House Bill 3251, reclassifies domestic abuse by strangulation, domestic assault with a dangerous weapon, domestic assault, and battery with a dangerous weapon, or domestic assault and battery with a deadly weapon. 

The Personal Privacy Protection Act, or House Bill 3616, will prohibit any public agency from publicly disclosing any personal affiliation information, with the exception of certain information from the Oklahoma Open Records Act.

Under the new law, the requester must show a “compelling need” and obtain a protective order barring the disclosure of the information to anyone not directly involved in the lawsuit. Any person who alleges a violation of this act may bring a civil action for injunctive relief and damages.
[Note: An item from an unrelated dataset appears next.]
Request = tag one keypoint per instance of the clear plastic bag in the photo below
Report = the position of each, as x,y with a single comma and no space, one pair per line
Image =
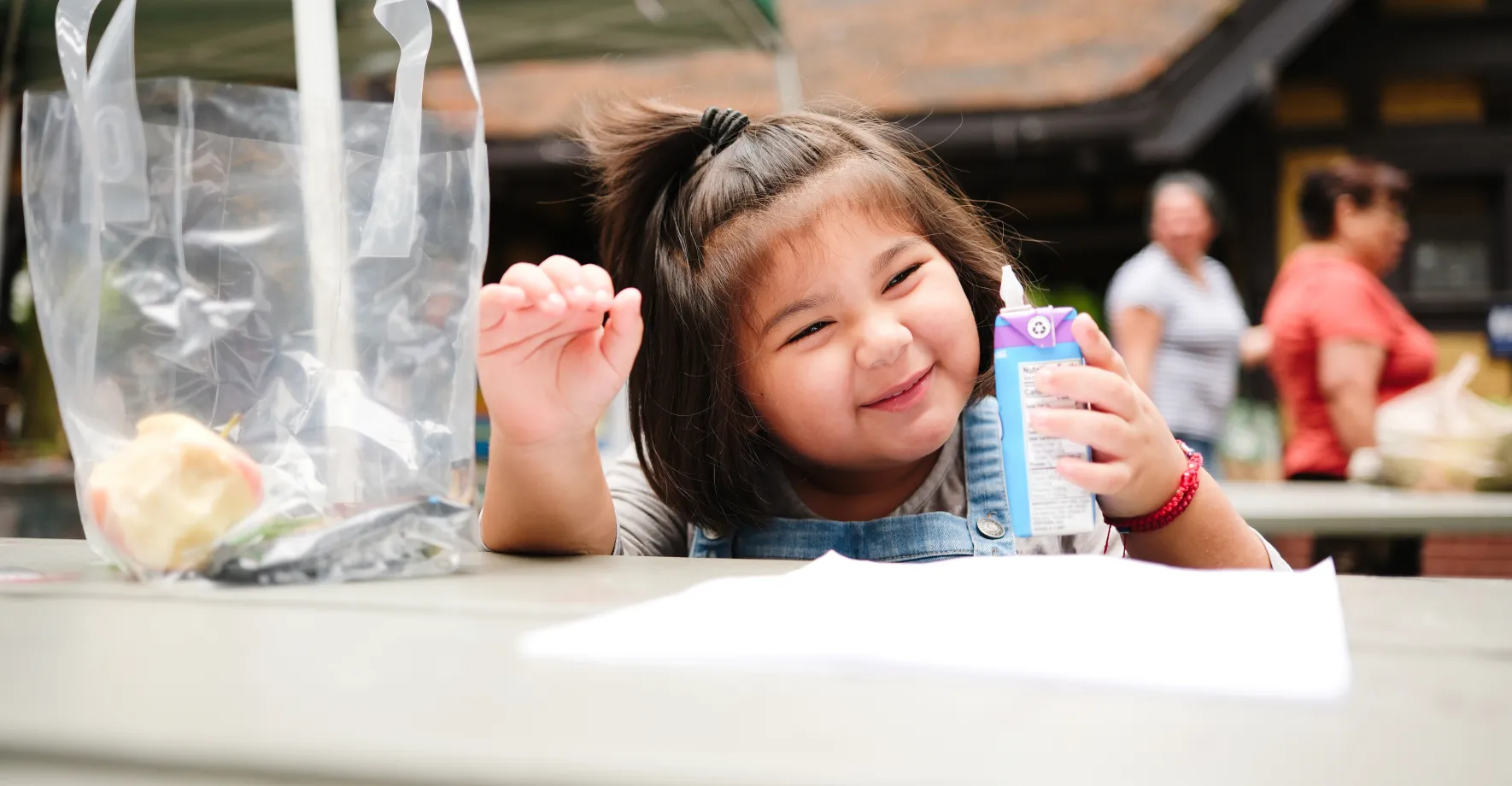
1439,436
308,360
House Bill 4157, states that over $2.7 million of the funds for the Department of Mental Health and the Substance Abuse Services will be dedicated to program growth, and an additional $1 million will be allocated toward suicide prevention, the establishment, and maintenance of five pilot programs that offer treatment for opioid and alcohol-dependent offenders who are currently incarcerated or are phasing out of the system. 

House Bill 3967, regarding Oklahoma trade, says that the state of Oklahoma will not enter into business partnerships with companies that advocate boycotts against Israel. It also declares Israel as a prominent trading partner of Oklahoma. The secretary of state can offer exemptions if they determine it is necessary.

Another law, House Bill 3242, is intended to improve the buyer’s understanding of Medicare and the policies and insurance coverage that are available. The Commissioner of Insurance may require an informational brochure and notice provisions to clarify Medicare supplement coverages. The bill also allows the Commissioner to conform Medicare supplement policies and certificates to federal law.

The Porch Piracy Act of 2020, also known as House Bill 2777, makes it unlawful for a person- defined as an individual, partnership, corporation, company, or association- to take and conceal or destroy mail from another person or mailbox. The punishment for violating the Act is jail time or a fine and must pay restitution to the victim. 

The Professions and Occupations Act, as stated in House Bill 1799, gives the secretary of state authority to annually compile the Oklahoma Constitution, Oklahoma Statutes, and Oklahoma Session Laws into an electronic format. The public will be able to access this online publication free of charge. This does not nullify the existing contracts with the state for the printed publication of the aforementioned documents.

House Bill 3223 allows for tissue from cadavers to be used for the purpose of training dogs to search for human remains. Schools, colleges, and persons designated by the Anatomical Board are authorized to retain and donate this tissue, but it must be well documented and the tissue cannot be sold or transferred for any reason other than canine training. Any loss or theft must be reported.

The Oklahoma Meat Consumer Protection Act, House Bill 3806, prohibits the misrepresentation or mislabeling of the cut, quality, weight, grade, or brand of meat or meat products. The use of USDA-quality grades is specifically meant for meat that has passed the United States Department of Agriculture inspection, and products not graded by USDA may not use their grade. Plant-based items must label themselves as such in a way that is equal in size to the product’s name to prevent misrepresentation.